| 第39回邱さんの友人、高島陽さんの「社長のメシの種」が役に立ちました
 私は北九州市の八幡製鐵所に赴任するとき、これからの仕事に参考になるかもしれないと思い、
 邱さんの本数冊とあわせて高島陽さんという人が書かれた
 『社長のメシの種』(日本経営合理化協会出版部 )
 という本を持参しました。
 社長でもない私がどうしてこういう本を持っていたかというと、高島陽さんは邱さんの年来の友人で、
 邱さんから高島陽さんはしょっちゅう新しいところを歩き周っている人と
 教えられ、高島さんが書かれた本も買うようにしていたからです。
 しかし、この『社長のメシの種』は1万5千円もする高価な本です。私はたまたま赴任する年の夏横浜でマンションを買ったあとに、
 伊勢崎町あたりの本屋に立ち寄り、この本を見つけました。
 箱入りで、しかも写真がふんだんにとり入れられています。
 私の頭には本は1千円程度のものという観念があったのでしょう。
 この本の定価を千五百円と誤解し、レジで千円札を2枚出しました。
 店員さんから「1万5千円です」と言われ、
 値段を一桁間違っていたことに気づきました。
 たまたまマンションを買った直後で気が大きくなっていたのと、レジの前で立ち止まって本を元の場所に戻すのもバツが悪いので、
 その場で1万円札を2枚出した、という思い出がある本なのです。
 まさか、その年の暮れに新規事業を企画することになるとは
 思っていませんでした。
 赴任が決まり今度の仕事にピッタリの本だと思い、新しい職場である八幡製鐵所の事業開発推進部に持ち込みました。
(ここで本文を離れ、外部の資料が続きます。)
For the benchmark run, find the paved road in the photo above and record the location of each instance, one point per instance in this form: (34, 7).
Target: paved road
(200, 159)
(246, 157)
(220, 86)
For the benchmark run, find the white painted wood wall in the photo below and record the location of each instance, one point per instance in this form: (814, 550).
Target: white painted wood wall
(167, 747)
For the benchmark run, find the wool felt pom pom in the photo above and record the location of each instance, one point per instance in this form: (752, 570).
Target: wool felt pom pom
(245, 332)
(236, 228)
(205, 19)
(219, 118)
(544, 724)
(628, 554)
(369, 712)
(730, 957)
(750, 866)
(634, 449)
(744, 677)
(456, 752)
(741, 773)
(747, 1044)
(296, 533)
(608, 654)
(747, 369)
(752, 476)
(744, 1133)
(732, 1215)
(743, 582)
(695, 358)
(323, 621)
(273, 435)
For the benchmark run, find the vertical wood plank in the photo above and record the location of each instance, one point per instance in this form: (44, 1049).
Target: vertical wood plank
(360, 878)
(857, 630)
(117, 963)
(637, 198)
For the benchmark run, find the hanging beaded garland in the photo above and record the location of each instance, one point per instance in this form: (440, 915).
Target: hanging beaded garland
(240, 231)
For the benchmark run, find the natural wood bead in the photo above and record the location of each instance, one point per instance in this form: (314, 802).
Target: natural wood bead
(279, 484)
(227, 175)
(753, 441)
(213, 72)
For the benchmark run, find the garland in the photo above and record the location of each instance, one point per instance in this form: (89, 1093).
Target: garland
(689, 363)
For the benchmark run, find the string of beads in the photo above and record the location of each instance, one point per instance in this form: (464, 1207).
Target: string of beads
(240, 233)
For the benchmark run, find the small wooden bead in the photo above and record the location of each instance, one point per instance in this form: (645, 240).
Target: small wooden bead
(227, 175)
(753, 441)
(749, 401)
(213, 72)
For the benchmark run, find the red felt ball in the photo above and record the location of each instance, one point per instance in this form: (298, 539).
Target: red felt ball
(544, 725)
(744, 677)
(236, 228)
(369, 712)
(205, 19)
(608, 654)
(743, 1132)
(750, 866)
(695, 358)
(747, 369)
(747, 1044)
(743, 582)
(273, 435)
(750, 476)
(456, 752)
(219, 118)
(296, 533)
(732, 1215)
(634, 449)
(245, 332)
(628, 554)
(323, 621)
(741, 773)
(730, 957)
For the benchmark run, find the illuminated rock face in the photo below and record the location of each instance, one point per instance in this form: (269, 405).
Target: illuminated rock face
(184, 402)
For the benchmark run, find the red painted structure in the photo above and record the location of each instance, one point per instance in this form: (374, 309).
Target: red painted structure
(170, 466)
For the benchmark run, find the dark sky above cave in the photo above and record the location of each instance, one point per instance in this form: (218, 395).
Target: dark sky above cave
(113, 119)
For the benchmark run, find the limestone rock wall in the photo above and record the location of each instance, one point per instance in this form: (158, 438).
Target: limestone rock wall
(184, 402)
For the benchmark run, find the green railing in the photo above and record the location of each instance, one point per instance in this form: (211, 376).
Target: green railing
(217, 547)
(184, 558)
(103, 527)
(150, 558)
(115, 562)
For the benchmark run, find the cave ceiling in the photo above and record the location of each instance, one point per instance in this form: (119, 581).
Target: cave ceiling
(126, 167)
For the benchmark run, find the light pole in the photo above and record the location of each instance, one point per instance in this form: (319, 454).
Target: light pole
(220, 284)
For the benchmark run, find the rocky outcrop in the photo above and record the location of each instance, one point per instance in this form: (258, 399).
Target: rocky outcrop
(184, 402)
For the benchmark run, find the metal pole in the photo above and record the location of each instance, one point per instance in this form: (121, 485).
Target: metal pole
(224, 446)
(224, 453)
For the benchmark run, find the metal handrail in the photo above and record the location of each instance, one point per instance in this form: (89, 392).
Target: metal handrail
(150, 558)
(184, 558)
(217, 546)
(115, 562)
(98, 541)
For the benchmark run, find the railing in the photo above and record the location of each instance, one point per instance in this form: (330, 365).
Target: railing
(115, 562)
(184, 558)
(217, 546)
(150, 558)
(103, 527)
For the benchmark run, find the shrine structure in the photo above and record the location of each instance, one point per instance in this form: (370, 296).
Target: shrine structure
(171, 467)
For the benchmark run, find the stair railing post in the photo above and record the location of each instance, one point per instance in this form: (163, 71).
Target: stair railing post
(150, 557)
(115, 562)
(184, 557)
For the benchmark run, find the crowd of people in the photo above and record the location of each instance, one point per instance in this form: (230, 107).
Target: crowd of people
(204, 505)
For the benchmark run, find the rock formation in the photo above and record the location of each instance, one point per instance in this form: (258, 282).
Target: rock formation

 すると、果たせるかな、この本はタチマチ人気者になり、
 上司に当たる人からも読ませてほしいといわれるし、
 同僚でいまはエフエム九州会社の社長として活躍している新川正直さんなども
 「戸田さん、ちょっと貸して頂戴」といって、自宅で精読したようでした。
 私は私で、この本に掲載されている事業から自分の目で見てみたい
 ところをピックアップし、赴任した年の暮、
 神奈川の自宅に帰宅する道中見て回りました。
 訪ねた先は倉敷の「アイビー・スクエアー」(ホテル)、伊丹の「ツカシン」(ショッピング・センター)、大阪守口の駅前にある「大阪ゆうゆうの里」、
 京都桂の「ホリデー・イン・京都」(シルバー・マンション)、
 東京ディズニー・ランドといったところでした。
 正月が明けて、製鐵所に出勤すると、海老坂さんという朝日新聞社の経済記者が私の所に来て、
 「どういう所を見てまわったのか言って欲しい」と言います。
 「自分の興味本位で見てまわっただけなのに、
 そんなことが記事になるとしたら大変だ」と思いました。
 総務部長に相談したら「ドンドン話してくれ」というので、ポツリポツリ
 しゃべったら、海老坂記者は全国版で私の行動を取り上げました。